The World is Watching You, President Kabila

Today, Congo is facing a political crisis.

Its constitution says it should have the first democratic transfer of power in its history on December 19th. But President Joseph Kabila is blocking the holding of elections. At least 53 people were killed in September protests, and violence could escalate.

According to a recent poll, 74% of Congolese citizens believe President Kabila should leave office this year. Despite efforts by the government to delay elections until 2018, President Kabila should announce his intention to step down, and allow a transitional government to shepherd the process of completing a peaceful and legitimate transfer of power.
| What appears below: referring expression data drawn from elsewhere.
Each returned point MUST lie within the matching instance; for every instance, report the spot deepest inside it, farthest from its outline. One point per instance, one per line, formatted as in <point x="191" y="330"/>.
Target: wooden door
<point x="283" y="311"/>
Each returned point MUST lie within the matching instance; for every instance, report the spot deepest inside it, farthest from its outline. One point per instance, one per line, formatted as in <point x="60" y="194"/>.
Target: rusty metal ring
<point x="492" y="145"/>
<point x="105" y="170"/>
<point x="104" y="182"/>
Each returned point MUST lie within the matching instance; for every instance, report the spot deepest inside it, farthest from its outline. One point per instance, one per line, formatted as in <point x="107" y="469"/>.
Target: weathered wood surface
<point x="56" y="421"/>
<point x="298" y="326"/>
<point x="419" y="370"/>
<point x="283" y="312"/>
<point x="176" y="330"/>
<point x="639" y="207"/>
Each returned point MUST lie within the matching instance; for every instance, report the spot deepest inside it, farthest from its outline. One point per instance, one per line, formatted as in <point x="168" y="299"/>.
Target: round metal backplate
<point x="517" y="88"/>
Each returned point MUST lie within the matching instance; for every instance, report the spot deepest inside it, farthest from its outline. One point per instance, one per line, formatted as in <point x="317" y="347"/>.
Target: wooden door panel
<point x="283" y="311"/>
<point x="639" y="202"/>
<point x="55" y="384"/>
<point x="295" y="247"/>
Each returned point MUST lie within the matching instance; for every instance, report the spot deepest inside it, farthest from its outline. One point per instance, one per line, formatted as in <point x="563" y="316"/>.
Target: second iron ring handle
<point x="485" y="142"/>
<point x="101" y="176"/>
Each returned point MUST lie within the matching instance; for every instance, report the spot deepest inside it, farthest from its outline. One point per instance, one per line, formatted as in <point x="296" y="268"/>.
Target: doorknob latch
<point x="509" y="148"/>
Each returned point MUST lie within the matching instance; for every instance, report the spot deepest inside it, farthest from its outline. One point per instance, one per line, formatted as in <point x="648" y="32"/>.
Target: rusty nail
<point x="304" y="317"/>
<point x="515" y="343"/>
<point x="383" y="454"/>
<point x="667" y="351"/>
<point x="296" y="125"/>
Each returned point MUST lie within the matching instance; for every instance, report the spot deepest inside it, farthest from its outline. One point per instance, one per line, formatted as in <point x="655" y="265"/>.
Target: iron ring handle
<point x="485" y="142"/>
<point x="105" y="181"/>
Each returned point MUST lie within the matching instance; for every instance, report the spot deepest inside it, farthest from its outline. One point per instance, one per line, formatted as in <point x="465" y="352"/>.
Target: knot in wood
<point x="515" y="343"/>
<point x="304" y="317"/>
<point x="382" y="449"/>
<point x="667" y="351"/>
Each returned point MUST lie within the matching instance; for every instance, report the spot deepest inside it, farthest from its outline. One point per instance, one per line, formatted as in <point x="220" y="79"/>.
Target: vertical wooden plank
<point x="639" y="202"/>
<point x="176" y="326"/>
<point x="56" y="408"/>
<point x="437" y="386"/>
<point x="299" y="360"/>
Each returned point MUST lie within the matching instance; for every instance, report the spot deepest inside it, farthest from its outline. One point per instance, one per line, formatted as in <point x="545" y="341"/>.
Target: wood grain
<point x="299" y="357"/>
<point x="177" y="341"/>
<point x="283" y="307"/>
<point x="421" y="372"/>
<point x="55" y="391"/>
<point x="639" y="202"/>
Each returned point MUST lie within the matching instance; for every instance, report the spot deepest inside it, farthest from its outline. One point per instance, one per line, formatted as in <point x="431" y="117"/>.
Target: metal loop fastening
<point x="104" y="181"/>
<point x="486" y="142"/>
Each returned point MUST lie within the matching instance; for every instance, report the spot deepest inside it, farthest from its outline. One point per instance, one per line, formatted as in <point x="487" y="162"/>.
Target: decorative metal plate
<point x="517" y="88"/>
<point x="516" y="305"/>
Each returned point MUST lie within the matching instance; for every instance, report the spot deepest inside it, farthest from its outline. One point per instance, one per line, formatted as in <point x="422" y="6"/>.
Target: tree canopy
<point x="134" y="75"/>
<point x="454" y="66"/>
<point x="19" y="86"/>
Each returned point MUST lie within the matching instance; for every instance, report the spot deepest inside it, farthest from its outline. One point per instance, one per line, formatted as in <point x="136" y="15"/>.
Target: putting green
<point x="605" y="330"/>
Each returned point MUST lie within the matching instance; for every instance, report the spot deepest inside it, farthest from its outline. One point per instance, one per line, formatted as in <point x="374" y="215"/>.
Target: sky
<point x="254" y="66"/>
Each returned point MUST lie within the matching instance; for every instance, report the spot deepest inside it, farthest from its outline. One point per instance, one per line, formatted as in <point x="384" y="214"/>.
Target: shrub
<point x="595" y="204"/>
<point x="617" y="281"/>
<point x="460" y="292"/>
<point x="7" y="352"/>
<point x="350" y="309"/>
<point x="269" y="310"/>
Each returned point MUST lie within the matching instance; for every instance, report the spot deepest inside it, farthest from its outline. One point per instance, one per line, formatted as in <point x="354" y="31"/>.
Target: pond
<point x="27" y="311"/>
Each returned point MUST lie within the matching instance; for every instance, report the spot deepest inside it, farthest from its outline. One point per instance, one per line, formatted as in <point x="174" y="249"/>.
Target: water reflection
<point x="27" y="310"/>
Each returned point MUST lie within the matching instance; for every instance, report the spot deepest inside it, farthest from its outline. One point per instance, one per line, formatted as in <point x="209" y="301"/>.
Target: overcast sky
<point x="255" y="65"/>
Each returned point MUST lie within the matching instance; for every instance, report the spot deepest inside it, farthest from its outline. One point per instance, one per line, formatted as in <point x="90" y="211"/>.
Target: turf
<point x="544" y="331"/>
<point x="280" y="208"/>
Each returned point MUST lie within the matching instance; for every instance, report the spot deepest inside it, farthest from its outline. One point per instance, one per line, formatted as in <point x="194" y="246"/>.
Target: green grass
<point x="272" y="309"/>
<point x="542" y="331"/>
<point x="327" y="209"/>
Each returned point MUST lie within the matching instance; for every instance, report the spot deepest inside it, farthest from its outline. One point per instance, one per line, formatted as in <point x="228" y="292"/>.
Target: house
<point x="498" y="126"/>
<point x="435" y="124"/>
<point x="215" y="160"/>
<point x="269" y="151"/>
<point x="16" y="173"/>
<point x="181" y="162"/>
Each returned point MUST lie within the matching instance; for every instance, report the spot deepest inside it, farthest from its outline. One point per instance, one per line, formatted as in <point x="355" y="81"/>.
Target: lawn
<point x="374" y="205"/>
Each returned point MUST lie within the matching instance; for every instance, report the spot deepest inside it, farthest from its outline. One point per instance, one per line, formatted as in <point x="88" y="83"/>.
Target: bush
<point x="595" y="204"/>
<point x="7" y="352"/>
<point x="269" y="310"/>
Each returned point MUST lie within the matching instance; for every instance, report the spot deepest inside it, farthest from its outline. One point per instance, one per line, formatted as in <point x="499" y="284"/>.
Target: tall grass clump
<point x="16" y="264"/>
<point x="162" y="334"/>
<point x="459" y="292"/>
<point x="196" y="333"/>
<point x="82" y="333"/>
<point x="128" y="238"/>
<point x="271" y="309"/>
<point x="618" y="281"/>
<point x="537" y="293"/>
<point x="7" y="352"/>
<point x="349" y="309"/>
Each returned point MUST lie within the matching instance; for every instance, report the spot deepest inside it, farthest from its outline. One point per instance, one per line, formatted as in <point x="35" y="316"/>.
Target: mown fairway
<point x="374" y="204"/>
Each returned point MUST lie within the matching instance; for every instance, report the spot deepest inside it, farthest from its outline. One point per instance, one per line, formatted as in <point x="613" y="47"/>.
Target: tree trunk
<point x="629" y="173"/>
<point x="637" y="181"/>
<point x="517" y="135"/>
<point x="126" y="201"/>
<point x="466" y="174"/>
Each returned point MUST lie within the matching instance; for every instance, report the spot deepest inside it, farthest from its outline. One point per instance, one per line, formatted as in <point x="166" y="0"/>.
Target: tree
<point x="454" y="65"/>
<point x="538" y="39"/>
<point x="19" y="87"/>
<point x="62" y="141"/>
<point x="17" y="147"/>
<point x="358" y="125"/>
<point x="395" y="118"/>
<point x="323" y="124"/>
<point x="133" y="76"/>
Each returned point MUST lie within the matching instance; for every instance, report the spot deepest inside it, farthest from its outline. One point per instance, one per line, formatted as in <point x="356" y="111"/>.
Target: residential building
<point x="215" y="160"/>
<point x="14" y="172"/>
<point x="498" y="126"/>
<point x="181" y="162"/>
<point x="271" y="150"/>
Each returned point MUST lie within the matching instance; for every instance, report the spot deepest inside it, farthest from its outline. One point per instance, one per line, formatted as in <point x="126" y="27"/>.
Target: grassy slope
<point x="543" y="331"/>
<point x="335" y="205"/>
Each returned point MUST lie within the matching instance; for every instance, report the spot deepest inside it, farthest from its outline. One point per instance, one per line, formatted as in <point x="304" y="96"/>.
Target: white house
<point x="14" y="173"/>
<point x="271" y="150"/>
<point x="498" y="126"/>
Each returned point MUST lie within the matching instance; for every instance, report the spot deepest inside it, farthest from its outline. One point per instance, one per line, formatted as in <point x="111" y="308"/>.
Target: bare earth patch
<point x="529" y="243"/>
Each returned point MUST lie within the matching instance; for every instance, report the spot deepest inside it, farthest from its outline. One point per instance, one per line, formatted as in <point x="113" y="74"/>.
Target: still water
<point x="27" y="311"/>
The Solutions to prevent a wider violent crisis and leverage negotiations to have a successful democratic transition and stop violent kleptocracy from continuing in Congo.  
  1. Financial pressure - anti-money laundering measures. The US Treasury Department Financial Crimes Enforcement Network (FinCEN) should counter money laundering activities of senior Congolese officials and their commercial partners by issuing a request to U.S. financial institutions pursuant to Section 314(a) of the Patriot Act. The request would lead to more vigorous reporting of suspicious activity related to the laundering of the proceeds of corruption. This action would not cut off the general Congolese population from the banking system, but rather be directed against a specific list of individuals and entities.
  2. Financial pressure - enhanced targeted sanctions. The United States government should designate higher-level individuals in Kabila's inner circle for targeted sanctions. The first three U.S. designations made measurable positive impacts, but the Kabila regime continues to work to stay in power in violation of the constitution, using violence as a principal strategy. Sanctions on senior financial and political advisors would increase the pressure on the regime to respect the constitution, come up with a meaningfully inclusive transition regime, commit to holding elections in 2017, and use restraint.
  3. European pressure. The European Union should implement restrictive measures, including travel bans and asset freezes, against senior individuals in the DRC who are responsible for human rights abuses and obstructing a peaceful democratic transition. 
  4. Civilian protection. MONUSCO should increase its presence in vulnerable parts of DRC where demonstrations are being planned and key opposition groups organize to provide protection for peaceful protestors and monitor human rights abuses occurring particularly in the context of demonstrations.